The next stage of the pipeline is responsible for extracting an index-friendly, text-only version of the web page contents and its title. The easiest way to achieve this is by stripping off any HTML tag in the page body and replacing consecutive whitespace characters with a single space.
A fairly straightforward approach would be to come up with a bunch of regular expressions for matching and then removing HTML tags. Unfortunately, the fact that HTML syntax is quite forgiving (that is, you can open a tag and never close it) makes HTML documents notoriously hard to properly clean up just with the help of regular expressions. Truth be told, to cover all possible edge cases, we need to use a parser that understands the structure of HTML documents.
Instead of reinventing the wheel, we will rely on the bluemonday [2] Go package for our HTML sanitization needs. The package exposes a set of configurable filtering policies that can be applied to HTML documents. For our particular use case, we will be using a strict policy (obtained via a call to the bluemonday.StrictPolicy helper) that effectively removes all HTML tags from the input document.

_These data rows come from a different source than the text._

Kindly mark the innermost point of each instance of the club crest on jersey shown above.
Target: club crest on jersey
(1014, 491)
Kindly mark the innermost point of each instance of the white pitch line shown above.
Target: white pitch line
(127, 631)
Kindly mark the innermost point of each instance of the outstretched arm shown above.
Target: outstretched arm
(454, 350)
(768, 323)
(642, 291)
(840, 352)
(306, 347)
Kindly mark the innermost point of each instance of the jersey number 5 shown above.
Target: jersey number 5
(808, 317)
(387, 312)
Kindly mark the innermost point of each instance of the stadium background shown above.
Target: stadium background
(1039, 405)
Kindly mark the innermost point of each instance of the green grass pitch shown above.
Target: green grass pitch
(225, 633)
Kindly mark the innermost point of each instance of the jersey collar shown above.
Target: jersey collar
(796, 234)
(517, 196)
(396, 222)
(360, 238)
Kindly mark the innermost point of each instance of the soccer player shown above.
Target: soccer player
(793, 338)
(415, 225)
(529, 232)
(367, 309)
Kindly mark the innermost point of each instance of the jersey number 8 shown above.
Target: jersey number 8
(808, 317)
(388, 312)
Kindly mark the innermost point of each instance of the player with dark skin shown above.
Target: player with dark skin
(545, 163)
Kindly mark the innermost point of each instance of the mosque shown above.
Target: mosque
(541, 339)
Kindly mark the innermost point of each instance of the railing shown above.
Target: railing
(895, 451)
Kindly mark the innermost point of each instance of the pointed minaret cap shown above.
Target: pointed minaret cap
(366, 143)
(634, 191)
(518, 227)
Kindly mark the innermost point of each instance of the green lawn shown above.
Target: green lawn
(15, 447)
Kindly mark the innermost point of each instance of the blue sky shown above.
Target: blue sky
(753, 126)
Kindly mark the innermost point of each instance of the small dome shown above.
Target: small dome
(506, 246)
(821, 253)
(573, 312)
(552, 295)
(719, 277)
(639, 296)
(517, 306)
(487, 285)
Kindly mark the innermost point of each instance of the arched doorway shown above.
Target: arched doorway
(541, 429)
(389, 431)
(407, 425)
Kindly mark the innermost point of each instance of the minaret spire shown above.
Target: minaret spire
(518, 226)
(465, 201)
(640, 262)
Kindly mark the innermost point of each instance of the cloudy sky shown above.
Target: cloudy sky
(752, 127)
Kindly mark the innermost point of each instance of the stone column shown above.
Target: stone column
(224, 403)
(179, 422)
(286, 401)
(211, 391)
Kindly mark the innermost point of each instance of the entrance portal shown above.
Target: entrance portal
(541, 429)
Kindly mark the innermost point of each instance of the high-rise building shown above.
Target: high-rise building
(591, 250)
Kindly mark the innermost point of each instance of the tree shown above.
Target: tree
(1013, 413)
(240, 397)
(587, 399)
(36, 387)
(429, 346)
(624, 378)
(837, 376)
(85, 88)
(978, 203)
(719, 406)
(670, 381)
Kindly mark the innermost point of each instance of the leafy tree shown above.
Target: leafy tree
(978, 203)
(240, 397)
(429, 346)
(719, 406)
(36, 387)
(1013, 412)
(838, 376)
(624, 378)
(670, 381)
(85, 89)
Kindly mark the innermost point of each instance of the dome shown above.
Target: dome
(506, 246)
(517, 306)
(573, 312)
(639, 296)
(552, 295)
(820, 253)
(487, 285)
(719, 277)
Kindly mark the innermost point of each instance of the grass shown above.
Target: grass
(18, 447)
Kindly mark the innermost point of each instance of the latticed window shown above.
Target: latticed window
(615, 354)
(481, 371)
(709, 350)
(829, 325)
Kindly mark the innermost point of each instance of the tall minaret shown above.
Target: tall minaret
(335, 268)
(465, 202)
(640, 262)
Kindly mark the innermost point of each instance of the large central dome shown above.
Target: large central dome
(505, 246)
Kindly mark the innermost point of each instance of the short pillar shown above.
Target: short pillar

A small caveat is that bluemonday policies maintain their own internal state and are therefore not safe to use concurrently. Consequently, to avoid allocating a new policy each time we need to process a payload, we will be using a sync.Pool instance to recycle bluemonday policy instances. The pool will be initialized when a new textExtractor instance is created, as follows:
type textExtractor struct { policyPool sync.Pool } func newTextExtractor() *textExtractor { return &textExtractor{ policyPool: sync.Pool{ New: func() interface{} { return bluemonday.StrictPolicy() }, }, } }
Let's take a closer look at the text extractor's Process method implementation:
func (te *textExtractor) Process(ctx context.Context, p pipeline.Payload) (pipeline.Payload, error) { payload := p.(*crawlerPayload) policy := te.policyPool.Get().(*bluemonday.Policy) if titleMatch := titleRegex.FindStringSubmatch(payload.RawContent.String()); len(titleMatch) == 2 { payload.Title = strings.TrimSpace(html.UnescapeString(repeatedSpaceRegex.ReplaceAllString( policy.Sanitize(titleMatch[1]), " ", ))) } payload.TextContent = strings.TrimSpace(html.UnescapeString(repeatedSpaceRegex.ReplaceAllString( policy.SanitizeReader(&payload.RawContent).String(), " ", ))) te.policyPool.Put(policy) return payload, nil }
After obtaining a new bluemonday policy from the pool, we execute a regular expression to detect whether the HTML document contains a <title> tag. If a match is found, its content is sanitized and saved into the Title attribute of the payload. The same policy is also applied against the web page contents, but this time, the sanitized result is stored in the TextContent attribute of the payload.